Die Forscher erwarteten Hinweise auf eine Lernstrategie namens „Restrukturierung“, bei der das Tier ein neues Muster von Arbeitsneuronen verwenden würde, das am natürlichsten zu dieser Aufgabe passt. "Perestroika ist die beste Strategie, die Tiere anwenden können, die den Einschränkungen eines charakteristischen Satzes von Neuronen unterliegen", sagte Matthew Golub , ein Postdoc, der mit Yu und Chase an diesem Projekt teilgenommen hat und jetzt an der Stanford University arbeitet. Oder das Gehirn des Affen könnte durch „Neuskalieren“ zu lernen beginnen, ein Prozess, bei dem die an der primären Lernaufgabe beteiligten Neuronen die Anzahl der Bursts erhöhen oder verringern, bis sie auf einen Workflow stoßen.

Zur erstaunlichen Überraschung der Forscher kam es jedoch weder zu Perestroika noch zu einer Neuskalierung. Stattdessen beobachteten die Forscher einen äußerst ineffektiven Prozess der "Neuassoziation". Die Probanden wurden in einer neuen Aufgabe geschult, indem sie einfach vorhandene Nervensequenzen verwendeten und ihren Zweck änderten. Sequenzen, die zuvor den Cursor nach links bewegten, begannen ihn nach rechts zu bewegen und umgekehrt. "Sie waren mit der Wiederverwendung beschäftigt", sagte Golub nur unter neuen Bedingungen.
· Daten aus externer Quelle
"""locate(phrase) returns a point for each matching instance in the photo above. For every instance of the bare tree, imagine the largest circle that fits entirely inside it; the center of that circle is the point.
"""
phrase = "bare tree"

Warum sollte das Gehirn eine weniger effektive Lernstrategie anwenden? Die Ergebnisse der Entdeckungen der Gruppe zeigen, dass ebenso wie die Arbeit der gesamten Nervenarchitektur durch die Aktivität eines charakteristischen Satzes begrenzt ist, die Arbeit von Neuronen aus diesem Satz die Reorganisation ihrer Aktivität einschränkt. Batista schlägt vor, dass Änderungen in den synaptischen Verbindungen zwischen Neuronen, die für die Umstrukturierung vorgenommen werden müssten, zu komplex wären, um sie schnell genug zu machen. "Die Plastizität ist kurzfristig möglicherweise geringer als erwartet", sagte er. - Lernen heißt vergessen. Das Gehirn lehnt widerwillig die erworbenen Fähigkeiten ab, mit denen es bereits umgehen kann. “

Chase verglich den motorischen Kortex mit einer alten Telefonzentrale, in der neuronale Verbindungen wie Kabel die Eingänge von Abschnitten des Kortex mit den Ausgängen des Kleinhirns verbinden. Wie er sagte, während der Experimente "ändert das Gehirn nur das Kabelverbindungsschema" - obwohl die Nuancen dieses Prozesses noch unklar sind.
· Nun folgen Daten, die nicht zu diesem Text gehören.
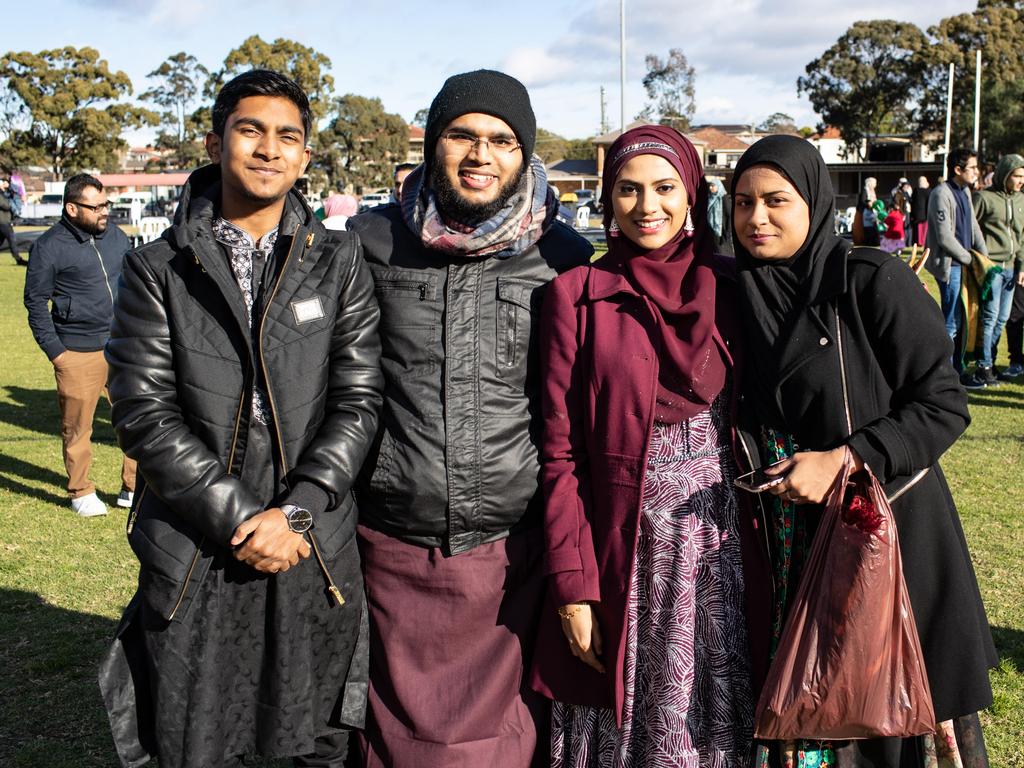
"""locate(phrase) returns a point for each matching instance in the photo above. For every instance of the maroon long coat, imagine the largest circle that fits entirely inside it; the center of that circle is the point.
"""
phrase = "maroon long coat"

"Die Strategie des schnellen Wandels beinhaltet das Ändern der Eingangsverbindungen des Kortex", sagte Yu. Er bemerkte jedoch auch, dass die Gehirnaktivität in ihren Experimenten 1-2 Stunden lang überwacht wurde. Forscher können noch nicht ausschließen, dass eine erneute Assoziation ein Zwischenschritt ist, um dem Gehirn neue Aufgaben beizubringen. Über einen längeren Zeitraum kann es immer noch zu einem Wiederaufbau oder einer Neuskalierung kommen.
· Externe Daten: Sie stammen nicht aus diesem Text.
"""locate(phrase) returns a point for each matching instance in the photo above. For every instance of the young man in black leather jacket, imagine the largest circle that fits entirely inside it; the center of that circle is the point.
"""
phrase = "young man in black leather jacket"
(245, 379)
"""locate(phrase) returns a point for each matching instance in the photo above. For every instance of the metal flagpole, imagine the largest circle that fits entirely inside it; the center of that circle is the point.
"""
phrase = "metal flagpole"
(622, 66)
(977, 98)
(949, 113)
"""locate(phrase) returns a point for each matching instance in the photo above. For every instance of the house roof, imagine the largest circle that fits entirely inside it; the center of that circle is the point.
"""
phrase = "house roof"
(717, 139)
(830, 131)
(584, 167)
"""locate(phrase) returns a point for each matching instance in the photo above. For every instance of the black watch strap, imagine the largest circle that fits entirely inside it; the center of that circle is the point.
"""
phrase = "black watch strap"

In diesem Fall kann dies den Unterschied im Umgang mit neuen Informationen im Zusammenhang mit gemeinsamen Interessen von Neuankömmlingen und Experten erklären. "Anfänger müssen mit dem arbeiten, was sie haben, und Experten sind an der Festigung des Wissens beteiligt", sagte Batista. "Dies könnte die neuronale Basis für dieses bekannte Phänomen sein."